Rumata no respondió.
— Siempre sentí admiración por Don Reba — prosiguió Don Tameo -. Estaba convencido de que al final derrocaría al despreciable monarca, nos trazaría nuevos caminos y abriría ante nosotros nuevas perspectivas — y al decir esto, Don Tameo, que ya iba bastante sucio, metió un pie en un profundo charco de aguas amarillo — verdosas y tuvo que sujetarse a Rumata para no caerse dentro -. ¡Sí! — continuó entusiásticamente, una vez hubo pisado nuevamente tierra firme -. Nosotros, la joven aristocracia, siempre estaremos con Don Reba. ¡Por fin ha llegado la indulgencia que esperábamos! Figuraos, Don Rumata: llevo ya una hora entera andando por callejuelas y huertas, y aún no he visto ni a un solo cerdo Gris. Hemos barrido la escoria Gris de la faz de la tierra. ¡Qué bien se respira ahora en este Arkanar renacido! En lugar de los zafios insolentes, de los cínicos tenderos y de los patanes, en las calles tan solo se ven ahora siervos del Señor. Algunos aristócratas se pasean ya abiertamente por delante de sus casas, sin temor a que cualquier ignorante con un mandil emboñigado los pueda salpicar con su roñoso carro. Ya no hay que abrirse paso entre los carniceros y los drogueros de ayer. Protegidos por la bendición de la gran Orden Sacra (a la que yo siempre tuve un gran respeto y, no quiero ocultarlo, un gran cariño), llegaremos a un florecimiento nunca visto, y entonces ningún patán se atreverá a mirar a un noble Don sin un permiso especial firmado por el Inspector Provincial de la Orden. Estoy pensando precisamente en presentar una memoria al respecto…

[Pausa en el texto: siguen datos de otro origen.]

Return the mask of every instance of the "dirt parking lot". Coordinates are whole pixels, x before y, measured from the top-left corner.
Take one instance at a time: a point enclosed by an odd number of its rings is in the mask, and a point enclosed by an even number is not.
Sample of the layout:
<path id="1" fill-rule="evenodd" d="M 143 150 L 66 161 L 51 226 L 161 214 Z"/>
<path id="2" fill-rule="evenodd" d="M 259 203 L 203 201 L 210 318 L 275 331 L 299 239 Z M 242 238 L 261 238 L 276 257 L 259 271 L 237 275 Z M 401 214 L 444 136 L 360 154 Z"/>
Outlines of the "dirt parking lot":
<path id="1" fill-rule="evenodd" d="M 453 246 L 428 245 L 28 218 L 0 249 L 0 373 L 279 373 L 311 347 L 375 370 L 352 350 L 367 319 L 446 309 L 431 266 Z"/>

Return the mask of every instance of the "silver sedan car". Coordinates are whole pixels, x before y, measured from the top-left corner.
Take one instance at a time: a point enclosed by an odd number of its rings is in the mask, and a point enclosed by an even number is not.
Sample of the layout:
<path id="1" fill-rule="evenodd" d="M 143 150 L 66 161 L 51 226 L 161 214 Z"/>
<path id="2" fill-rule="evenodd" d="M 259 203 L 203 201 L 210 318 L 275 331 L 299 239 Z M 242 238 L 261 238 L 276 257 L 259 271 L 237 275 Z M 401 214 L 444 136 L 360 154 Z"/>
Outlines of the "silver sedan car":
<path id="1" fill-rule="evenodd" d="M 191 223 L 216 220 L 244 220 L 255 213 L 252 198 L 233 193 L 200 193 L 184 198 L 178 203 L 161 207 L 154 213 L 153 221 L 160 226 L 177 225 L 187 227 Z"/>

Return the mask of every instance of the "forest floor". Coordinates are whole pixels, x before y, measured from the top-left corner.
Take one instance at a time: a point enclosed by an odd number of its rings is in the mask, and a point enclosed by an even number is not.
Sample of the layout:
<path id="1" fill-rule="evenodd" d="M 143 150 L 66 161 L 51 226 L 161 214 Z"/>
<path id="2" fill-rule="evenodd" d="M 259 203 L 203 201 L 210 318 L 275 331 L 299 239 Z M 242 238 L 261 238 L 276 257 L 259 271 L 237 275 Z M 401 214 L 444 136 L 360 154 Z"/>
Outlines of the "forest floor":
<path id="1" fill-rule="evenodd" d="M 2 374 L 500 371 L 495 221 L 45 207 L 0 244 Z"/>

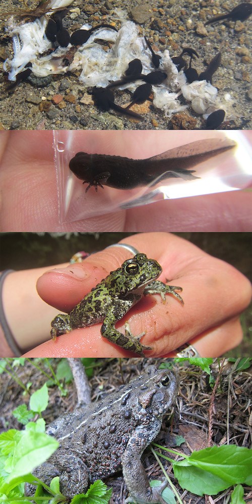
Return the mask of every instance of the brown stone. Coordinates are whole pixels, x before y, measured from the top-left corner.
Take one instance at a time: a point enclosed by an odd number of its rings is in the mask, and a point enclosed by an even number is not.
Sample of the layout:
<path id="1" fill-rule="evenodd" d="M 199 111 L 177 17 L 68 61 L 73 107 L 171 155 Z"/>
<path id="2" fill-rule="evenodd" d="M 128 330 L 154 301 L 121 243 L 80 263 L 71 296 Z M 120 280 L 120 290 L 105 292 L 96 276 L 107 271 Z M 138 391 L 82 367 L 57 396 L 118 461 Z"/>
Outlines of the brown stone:
<path id="1" fill-rule="evenodd" d="M 76 101 L 76 96 L 75 96 L 74 95 L 70 93 L 70 94 L 69 94 L 68 96 L 66 97 L 65 100 L 66 101 L 69 102 L 70 103 L 75 103 Z"/>
<path id="2" fill-rule="evenodd" d="M 38 108 L 40 112 L 48 112 L 51 105 L 51 102 L 48 101 L 47 100 L 43 100 L 43 101 L 40 102 Z"/>
<path id="3" fill-rule="evenodd" d="M 140 25 L 148 21 L 152 14 L 152 9 L 149 4 L 141 4 L 140 5 L 137 5 L 136 7 L 133 7 L 131 12 L 133 20 Z"/>
<path id="4" fill-rule="evenodd" d="M 58 108 L 60 108 L 60 109 L 61 108 L 65 108 L 65 107 L 66 106 L 67 106 L 67 103 L 66 103 L 65 101 L 64 101 L 64 100 L 62 100 L 62 101 L 60 101 L 58 105 Z"/>
<path id="5" fill-rule="evenodd" d="M 62 101 L 63 99 L 63 95 L 59 94 L 54 95 L 54 96 L 52 97 L 51 99 L 52 101 L 53 102 L 53 103 L 55 103 L 55 105 L 58 105 L 58 104 L 60 103 L 60 102 Z"/>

— ¡Qué hedor! — gruñó Rumata.
— Sí, es algo terrible — asintió Don Tameo, volviendo a tapar el frasco -. Y sin embargo, ¡qué bien se respira en el Arkanar renacido! Y el precio del vino ha bajado a la mitad…
Don Tameo consiguió dejar seco el frasco antes de que llegaran a la cancillería. Lo tiró al aire, y aquello lo puso muy contento. Se cayó dos veces, con la particularidad de que la última no quiso limpiarse, puesto que, según dijo, era un gran pecador, sucio por naturaleza, y como tal debía presentarse. De vez en cuando recitaba a gritos su memoria:
— ¿No creéis que está bien expresado? — exclamaba -. Ved, por ejemplo, esta frase, queridos nobles Dones: «para que los hediondos paletos…» ¡Qué brillante idea, ¿eh?!

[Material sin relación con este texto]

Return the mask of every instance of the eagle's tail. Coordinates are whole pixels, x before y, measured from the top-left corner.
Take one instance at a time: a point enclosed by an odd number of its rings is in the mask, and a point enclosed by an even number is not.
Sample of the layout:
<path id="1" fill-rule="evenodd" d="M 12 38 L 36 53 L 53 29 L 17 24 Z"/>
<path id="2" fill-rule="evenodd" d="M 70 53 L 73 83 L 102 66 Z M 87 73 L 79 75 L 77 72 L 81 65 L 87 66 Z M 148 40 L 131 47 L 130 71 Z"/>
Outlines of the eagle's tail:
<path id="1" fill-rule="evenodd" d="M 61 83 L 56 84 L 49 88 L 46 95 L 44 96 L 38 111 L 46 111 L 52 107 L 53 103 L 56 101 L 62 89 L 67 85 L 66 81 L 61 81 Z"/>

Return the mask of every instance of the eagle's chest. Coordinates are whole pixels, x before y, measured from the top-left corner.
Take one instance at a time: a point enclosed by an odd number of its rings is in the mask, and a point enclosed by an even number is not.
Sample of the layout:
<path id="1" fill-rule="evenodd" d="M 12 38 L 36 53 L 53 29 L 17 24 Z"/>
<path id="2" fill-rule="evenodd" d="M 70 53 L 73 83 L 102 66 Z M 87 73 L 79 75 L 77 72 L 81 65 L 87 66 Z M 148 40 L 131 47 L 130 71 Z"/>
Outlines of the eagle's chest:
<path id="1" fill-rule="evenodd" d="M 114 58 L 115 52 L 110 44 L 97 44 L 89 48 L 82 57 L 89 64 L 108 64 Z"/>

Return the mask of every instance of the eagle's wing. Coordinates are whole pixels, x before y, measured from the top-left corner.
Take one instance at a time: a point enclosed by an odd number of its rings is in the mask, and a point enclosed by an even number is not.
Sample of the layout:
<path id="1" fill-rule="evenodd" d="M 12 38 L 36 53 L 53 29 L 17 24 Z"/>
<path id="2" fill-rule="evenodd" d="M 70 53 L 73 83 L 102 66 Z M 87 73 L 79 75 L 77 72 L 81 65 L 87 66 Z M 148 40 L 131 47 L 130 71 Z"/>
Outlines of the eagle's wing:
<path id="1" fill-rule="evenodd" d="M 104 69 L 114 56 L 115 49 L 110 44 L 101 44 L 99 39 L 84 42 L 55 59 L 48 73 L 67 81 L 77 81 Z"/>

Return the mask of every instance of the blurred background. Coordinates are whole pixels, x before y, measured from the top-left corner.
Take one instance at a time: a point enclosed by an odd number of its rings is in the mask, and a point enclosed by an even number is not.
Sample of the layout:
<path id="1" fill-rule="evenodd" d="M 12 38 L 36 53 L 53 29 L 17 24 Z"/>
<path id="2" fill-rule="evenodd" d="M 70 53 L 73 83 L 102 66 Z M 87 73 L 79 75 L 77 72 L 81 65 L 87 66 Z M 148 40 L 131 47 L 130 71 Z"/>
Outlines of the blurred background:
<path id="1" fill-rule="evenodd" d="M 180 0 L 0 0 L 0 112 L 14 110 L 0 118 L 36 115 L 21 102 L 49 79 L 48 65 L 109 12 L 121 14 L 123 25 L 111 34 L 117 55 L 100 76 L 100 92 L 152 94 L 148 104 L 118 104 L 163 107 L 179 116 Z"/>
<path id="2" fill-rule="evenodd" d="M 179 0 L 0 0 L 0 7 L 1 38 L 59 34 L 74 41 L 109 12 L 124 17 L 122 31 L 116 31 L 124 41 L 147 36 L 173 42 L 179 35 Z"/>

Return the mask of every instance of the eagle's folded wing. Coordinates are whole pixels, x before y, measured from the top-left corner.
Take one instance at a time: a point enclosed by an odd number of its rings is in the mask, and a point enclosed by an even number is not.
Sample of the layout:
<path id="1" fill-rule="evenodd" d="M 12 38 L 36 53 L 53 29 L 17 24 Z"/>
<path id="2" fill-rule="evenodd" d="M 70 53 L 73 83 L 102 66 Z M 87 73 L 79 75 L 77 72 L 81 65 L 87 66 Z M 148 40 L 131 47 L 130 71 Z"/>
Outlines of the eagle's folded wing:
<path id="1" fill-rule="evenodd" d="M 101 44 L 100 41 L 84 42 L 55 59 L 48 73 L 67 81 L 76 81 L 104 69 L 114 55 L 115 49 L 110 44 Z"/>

Cuando llegaron al patio trasero de la cancillería, Don Tameo se abrazó al primer monje que vio y, bañado en lágrimas, empezó a pedirle que le absolviera de todos sus pecados. El monje hacía esfuerzos por quitarse de encima a aquel loco que lo estaba asfixiando, e incluso intentó silbar pidiendo ayuda, pero Don Tameo se aferró a su sotana y ambos rodaron por el suelo, sobre un montón de desperdicios. Rumata se alejó, mientras a sus espaldas oía un silbido intermitente y unos gritos desaforados:
— ¡Para qué los hediondos paletos…! ¡La bendición…! ¡De todo corazón…! ¡Sentía cariño!, ¿entiendes, animal? ¡Cariño!

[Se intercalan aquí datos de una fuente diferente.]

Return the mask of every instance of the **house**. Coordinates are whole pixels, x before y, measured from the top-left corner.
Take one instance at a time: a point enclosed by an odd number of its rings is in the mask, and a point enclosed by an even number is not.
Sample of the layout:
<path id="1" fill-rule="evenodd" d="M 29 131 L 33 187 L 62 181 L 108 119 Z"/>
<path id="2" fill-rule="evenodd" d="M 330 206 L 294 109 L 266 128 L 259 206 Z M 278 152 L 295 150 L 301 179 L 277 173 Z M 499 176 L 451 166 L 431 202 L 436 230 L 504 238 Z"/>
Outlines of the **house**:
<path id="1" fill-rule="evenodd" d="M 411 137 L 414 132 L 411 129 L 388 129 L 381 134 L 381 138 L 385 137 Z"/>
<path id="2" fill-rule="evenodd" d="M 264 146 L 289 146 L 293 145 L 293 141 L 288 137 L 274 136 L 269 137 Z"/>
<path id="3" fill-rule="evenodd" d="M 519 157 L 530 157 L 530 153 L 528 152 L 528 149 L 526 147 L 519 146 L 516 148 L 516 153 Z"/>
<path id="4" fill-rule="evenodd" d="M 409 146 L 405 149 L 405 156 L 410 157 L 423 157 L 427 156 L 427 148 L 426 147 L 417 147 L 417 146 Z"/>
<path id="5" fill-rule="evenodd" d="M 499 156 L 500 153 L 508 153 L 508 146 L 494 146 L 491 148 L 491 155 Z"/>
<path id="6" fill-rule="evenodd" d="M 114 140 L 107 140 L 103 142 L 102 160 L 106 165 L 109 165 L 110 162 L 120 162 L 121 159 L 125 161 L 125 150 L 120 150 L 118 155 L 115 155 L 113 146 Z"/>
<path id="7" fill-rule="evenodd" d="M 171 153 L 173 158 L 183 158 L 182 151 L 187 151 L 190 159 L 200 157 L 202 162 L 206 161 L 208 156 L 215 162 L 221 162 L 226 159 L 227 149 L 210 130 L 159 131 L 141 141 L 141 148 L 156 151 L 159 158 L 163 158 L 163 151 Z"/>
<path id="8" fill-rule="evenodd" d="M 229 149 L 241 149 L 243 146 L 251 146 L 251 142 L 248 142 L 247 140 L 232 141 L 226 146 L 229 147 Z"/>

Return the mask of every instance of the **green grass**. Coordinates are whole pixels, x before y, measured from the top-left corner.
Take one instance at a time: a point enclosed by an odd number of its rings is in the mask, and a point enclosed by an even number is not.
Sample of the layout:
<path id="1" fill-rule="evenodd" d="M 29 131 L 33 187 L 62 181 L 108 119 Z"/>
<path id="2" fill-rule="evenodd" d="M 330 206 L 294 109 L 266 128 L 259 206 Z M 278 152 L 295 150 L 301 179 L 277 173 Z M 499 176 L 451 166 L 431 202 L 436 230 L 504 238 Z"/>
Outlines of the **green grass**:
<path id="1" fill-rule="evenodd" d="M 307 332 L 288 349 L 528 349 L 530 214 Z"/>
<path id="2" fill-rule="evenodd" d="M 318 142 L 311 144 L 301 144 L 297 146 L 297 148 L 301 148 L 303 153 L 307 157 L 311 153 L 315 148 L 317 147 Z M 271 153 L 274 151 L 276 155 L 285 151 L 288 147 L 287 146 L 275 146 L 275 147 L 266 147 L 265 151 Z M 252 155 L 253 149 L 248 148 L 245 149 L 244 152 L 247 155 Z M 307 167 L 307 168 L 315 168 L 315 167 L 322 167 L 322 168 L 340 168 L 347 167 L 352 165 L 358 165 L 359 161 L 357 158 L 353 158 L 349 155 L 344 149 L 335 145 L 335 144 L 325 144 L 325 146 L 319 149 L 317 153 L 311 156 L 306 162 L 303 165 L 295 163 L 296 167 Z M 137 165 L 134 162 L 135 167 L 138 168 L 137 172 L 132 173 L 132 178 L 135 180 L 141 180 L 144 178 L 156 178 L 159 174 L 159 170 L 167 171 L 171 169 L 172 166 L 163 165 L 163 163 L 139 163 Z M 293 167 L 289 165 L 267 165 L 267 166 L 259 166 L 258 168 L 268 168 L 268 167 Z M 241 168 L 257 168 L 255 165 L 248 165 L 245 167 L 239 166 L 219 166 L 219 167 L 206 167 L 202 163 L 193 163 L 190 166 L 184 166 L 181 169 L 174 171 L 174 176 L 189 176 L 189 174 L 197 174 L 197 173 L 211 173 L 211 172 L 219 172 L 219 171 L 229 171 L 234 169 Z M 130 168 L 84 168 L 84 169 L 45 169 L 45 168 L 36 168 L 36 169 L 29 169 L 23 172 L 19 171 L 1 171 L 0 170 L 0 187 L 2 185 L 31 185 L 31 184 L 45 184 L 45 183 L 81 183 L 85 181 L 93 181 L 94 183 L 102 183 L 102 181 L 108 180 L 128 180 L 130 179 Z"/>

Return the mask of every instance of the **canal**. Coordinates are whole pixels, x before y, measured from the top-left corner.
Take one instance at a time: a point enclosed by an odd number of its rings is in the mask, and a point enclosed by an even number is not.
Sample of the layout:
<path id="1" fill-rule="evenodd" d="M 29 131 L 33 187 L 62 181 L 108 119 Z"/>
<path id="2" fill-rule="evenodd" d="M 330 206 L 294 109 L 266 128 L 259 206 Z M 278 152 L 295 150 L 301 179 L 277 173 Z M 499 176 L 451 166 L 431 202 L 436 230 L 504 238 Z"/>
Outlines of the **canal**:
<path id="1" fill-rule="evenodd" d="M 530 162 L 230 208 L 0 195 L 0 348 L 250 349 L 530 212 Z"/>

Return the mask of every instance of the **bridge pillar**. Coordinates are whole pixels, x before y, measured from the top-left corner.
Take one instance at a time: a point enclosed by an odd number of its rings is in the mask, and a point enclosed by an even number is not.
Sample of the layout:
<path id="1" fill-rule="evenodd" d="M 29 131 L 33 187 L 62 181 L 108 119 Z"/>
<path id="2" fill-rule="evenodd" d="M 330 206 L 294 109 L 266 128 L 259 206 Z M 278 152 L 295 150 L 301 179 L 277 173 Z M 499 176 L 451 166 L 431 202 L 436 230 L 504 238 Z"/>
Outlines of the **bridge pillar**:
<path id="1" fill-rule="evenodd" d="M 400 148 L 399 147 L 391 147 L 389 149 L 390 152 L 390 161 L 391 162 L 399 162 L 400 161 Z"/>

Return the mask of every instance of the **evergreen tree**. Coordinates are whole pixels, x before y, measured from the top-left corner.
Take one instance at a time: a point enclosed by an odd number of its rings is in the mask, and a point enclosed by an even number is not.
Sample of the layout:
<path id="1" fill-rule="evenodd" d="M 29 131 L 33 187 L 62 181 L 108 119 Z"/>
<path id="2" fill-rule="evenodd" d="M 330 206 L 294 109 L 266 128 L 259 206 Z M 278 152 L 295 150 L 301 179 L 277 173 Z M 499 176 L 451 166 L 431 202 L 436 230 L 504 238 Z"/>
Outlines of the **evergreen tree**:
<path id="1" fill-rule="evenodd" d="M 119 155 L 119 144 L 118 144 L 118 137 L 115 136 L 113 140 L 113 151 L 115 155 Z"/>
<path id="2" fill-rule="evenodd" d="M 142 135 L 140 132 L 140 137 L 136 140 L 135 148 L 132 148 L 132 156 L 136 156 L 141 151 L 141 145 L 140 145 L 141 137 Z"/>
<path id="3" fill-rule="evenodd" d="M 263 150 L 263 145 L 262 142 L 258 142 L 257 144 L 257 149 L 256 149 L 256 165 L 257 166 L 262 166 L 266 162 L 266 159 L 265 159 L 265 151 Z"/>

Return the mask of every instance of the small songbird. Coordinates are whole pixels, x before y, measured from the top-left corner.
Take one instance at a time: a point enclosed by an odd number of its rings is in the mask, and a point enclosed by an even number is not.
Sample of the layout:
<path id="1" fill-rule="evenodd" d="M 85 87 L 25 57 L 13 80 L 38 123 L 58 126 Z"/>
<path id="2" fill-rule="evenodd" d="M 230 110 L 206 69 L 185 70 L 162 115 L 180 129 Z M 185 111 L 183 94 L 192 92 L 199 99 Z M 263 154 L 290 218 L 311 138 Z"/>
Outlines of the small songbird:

En la plaza que había delante de palacio, a la sombra de la cuadra de la Torre de la Alegría, se encontraba ahora un destacamento de monjes a pie armados con mazas herradas. Los cadáveres habían desaparecido. El viento matutino levantaba en la plaza columnas de polvo amarillento. Bajo el amplio tejado cónico de la torre los cuervos graznaban y se peleaban entre sí. La torre había sido construida hacía doscientos años por un antepasado del difunto Rey, con fines exclusivamente militares. Tenía unos sólidos cimientos divididos en tres pisos, que servían de almacenes de víveres para caso de sitio. Con el tiempo, la torre fue convertida en prisión. Pero durante un terremoto los techos se derrumbaron y hubo que trasladar la cárcel a los sótanos. Antes de que aquello ocurriera, una de las reinas de Arkanar se quejó a su augusto esposo de que los lamentos de los torturados que le llegaban desde la torre le impedían divertirse convenientemente. El Rey dio entonces orden de que durante todo el día una banda militar tocase música alegre en la torre. Fue entonces cuando recibió su actual nombre. Desde hacía mucho tiempo la torre no era más que su esqueleto de piedra, y las cámaras de tortura habían sido trasladadas a los pisos más profundos de los sótanos, y ya no tocaba ninguna banda, pero los habitantes de la ciudad seguían llamándola la Torre de la Alegría.